Это уж было слишком, и доктор Фауст, по обыкновению до йоты все обдумав загодя, тут же в нехарактерной для него манере пану Твардовскому буркнул:
— Не лезь в пекло поперед батьки!..
И только после этих слов доктор Фауст уселся на скамье с ничуть не меньшим достоинством, чем у всех радчиков, лавников и самого бургомистра неславного делом Франциска Скорины места Познаньского.
— Многоуважаемый, многодостойнейший, выдающийся ученый муж Францискус Скорина! — велеречиво обратился к узнику Фауст. — Мне всегда хотелось называть вас только очаровательным. И только так я называл бы вас всегда, если б не святая инквизиция и если б я не страшился, что мое слово станет доносом на ваши чары ума и души. За донос я, правда, получил бы третью часть вашего имущества, как то полагается каждому, когда святая инквизиция делит скарб колдуна между доносчиком, собою и святейшим папой римским. Но я — не каждый. Я мог продать душу за знания, однако ж не за треть имущества!...
В это мгновение доктор Фауст показался прекрасным не только Скорине. И тут надобно сказать, что ничего не поделаешь, что так уж устроен сей белый свет и даже доктора черной магии не свободны от желания в глазах осужденного человека в последнюю встречу с ним обелять себя. Но Фауст быстро и сам это понял и сказал:
— Извините, коллеги, мое увлечение своей особой. Однако я действительно больше вашего думал о творящейся тут несправедливости. И вот к каким выводам я в итоге пришел...
Тут доктор Фауст сделал паузу, ставя свое грузное тело на обе свои ноги, твердо покоящиеся, как всегда в том был убежден сам доктор Фауст, на твердой основе готской классической философии. И тогда Фауст сказал:
— Итак, коллеги, здесь перед нами не история христопродажничества в новом своем варианте, хотя Иуды в этой истории, конечно, имеются, но выйти из нее новым Христом наш достославнейший Франциск не может. Ибо это дело предусматривает не распятие и воскресение, а всего лишь бесславный в своей бесславной неизвестности конец нашего наизнаменитейшего Великого Печатника. Кто не хочет, чтоб его печатнический труд продолжился за его печатным станком, тот и виновник. Я полагаю, что моим любезным друзьям Прекрасным цветкам достаточно известно, кто не желает, чтобы великий Статут Великого княжества Литовского был напечатан.

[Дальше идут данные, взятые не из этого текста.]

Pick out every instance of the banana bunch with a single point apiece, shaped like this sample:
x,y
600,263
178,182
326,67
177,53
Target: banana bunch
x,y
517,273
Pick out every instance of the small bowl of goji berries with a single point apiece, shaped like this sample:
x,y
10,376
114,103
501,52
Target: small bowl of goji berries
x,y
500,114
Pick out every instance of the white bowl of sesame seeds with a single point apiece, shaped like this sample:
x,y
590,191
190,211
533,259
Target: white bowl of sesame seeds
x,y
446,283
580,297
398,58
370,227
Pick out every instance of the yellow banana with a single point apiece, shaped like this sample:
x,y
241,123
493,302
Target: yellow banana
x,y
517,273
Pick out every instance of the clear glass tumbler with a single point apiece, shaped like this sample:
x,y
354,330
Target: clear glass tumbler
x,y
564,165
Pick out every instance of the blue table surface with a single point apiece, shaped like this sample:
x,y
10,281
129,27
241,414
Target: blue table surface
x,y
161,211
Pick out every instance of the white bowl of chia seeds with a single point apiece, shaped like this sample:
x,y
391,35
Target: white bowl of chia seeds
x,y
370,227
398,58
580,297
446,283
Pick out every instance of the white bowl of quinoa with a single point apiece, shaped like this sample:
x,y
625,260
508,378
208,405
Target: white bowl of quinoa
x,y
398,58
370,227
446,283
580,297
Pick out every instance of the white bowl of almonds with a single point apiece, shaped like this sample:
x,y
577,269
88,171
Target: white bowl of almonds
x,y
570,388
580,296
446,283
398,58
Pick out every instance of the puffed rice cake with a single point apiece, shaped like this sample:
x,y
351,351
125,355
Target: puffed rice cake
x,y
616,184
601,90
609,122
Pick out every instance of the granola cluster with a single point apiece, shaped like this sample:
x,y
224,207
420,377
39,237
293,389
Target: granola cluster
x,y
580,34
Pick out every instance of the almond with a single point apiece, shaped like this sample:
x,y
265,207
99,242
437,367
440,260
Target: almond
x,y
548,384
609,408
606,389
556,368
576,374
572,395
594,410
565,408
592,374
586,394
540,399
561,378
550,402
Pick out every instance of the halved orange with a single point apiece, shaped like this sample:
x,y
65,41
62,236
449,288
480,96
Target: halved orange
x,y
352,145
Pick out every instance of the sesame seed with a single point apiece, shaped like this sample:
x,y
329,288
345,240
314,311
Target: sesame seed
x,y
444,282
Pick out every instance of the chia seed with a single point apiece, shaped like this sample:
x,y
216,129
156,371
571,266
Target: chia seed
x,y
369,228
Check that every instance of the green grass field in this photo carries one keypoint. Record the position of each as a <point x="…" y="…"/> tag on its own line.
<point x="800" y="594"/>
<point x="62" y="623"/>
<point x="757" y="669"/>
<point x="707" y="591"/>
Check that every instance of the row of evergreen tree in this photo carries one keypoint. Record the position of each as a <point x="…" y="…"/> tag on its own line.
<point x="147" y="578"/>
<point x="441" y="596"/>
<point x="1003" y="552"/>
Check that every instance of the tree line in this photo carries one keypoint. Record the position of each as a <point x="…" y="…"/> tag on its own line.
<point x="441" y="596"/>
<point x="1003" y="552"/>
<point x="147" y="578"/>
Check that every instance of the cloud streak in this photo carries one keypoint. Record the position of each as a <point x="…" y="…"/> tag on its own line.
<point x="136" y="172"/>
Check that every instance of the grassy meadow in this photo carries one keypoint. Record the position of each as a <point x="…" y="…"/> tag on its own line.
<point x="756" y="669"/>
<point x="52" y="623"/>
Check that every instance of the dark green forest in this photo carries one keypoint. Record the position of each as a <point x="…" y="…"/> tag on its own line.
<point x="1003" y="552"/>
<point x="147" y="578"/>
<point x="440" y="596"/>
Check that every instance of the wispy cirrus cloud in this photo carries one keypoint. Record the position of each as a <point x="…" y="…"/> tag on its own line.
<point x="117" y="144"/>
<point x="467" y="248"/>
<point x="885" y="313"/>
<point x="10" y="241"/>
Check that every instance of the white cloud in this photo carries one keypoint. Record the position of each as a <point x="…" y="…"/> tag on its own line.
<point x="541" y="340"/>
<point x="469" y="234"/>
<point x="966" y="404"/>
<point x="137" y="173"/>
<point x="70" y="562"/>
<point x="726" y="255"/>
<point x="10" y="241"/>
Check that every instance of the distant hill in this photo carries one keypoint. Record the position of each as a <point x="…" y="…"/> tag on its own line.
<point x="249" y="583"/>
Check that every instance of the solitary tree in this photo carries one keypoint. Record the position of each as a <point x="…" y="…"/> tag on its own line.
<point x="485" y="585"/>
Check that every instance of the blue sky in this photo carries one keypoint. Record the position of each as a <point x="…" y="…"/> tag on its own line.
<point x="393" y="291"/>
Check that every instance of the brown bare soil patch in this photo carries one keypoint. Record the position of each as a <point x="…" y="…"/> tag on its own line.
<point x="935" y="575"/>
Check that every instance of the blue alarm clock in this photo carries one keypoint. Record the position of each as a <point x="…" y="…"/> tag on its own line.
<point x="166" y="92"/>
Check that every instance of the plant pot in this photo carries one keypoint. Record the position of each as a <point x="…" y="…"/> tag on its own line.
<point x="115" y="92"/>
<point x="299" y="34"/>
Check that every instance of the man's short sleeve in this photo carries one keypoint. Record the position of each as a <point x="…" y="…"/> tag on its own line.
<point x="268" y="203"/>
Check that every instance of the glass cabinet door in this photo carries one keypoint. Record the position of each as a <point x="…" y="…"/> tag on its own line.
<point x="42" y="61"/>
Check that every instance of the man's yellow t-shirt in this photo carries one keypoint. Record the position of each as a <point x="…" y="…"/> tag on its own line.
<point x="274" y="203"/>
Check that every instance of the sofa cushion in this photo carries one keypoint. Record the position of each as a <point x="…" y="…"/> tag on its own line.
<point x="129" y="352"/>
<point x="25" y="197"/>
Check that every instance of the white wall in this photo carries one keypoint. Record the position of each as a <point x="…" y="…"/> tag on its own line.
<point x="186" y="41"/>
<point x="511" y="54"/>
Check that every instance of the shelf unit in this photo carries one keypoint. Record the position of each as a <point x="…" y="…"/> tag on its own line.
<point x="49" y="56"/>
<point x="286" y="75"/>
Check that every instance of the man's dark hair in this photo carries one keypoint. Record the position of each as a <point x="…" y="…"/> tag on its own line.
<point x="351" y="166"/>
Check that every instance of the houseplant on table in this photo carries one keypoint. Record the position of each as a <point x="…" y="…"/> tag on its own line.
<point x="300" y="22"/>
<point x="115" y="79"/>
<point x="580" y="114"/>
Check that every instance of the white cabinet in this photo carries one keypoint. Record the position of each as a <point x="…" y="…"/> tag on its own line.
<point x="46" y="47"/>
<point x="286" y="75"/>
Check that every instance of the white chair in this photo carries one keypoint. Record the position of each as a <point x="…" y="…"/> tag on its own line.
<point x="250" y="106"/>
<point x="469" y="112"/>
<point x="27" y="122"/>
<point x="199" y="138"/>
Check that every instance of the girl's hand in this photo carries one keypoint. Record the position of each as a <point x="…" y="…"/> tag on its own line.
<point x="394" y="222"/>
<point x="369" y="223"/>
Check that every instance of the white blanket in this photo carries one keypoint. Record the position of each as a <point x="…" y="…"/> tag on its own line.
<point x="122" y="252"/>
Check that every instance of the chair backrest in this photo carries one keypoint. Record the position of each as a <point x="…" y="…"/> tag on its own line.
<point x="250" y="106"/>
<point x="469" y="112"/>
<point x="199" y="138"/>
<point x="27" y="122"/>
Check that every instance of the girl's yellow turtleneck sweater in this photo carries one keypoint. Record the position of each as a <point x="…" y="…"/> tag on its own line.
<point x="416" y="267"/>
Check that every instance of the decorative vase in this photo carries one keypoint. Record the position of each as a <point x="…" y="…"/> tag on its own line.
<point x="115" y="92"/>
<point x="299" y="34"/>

Так что во главу угла прошу вас, уважаемые, ставить имя именно того, кто, подобно мне, понимает, что славное дело Великого Печатника тотчас превратится в бесславное вместе со смертью бесславного бродяги, ашуста[158], беглого человека, грабителя, за которого выдают нашего славного секретаря виленского епископа Яна и выдающегося ученого мужа великие ростовщики Варшавы Старый Мойша и его сын Лазарь. Запоешь тут Лазаря! Не побирушкой — нет! — хотят сделать нашего богатою духом и любовью Франциска Скорину. Палач свою добычу всегда чует. Палач недаром тут сегодня.
Все Прекрасные цветки разом глянули в сторону Палача, который продолжал оставаться в их компании, не будучи, как то считали Прекрасные цветки средневековья, Прекрасным цветком.
— Я вас пожалел бы... — начал было снова выражать свое сочувствие Скорине Голем, но, упершись глиняными глазами в философски холодные зрачки Фауста, тут же осекся.
И в этот момент выступил вперед великий мистр магии пан Твардовский, заняв, однако, вовсе не философскую позицию доктора Фауста, хотя доля спекулятивного миропонимания в его то ли песне, то ли афоризме, несомненно, выказала себя, когда великий мистр принялся восклицать:
О «полюбимся» Прекрасные цветочки из уст пана Твардовского уже наслышались достаточно, хотя это «полюбимся», особенно в Вильне, было у пана Твардовского обращено обычно не столько к братьям, сколько к сестрам. Сейчас же всех Прекрасных цветочков средневековья, а также Скорину пан Твардовский объявлял своими братьями и предлагал своим братьям вести между собою расчеты по примеру особ, названных им во второй части своего афоризма. Будь Старый Мойша в это время в темнице Скорины, захлопал бы он тут в ладоши, с откровенной радостью захлопал бы!..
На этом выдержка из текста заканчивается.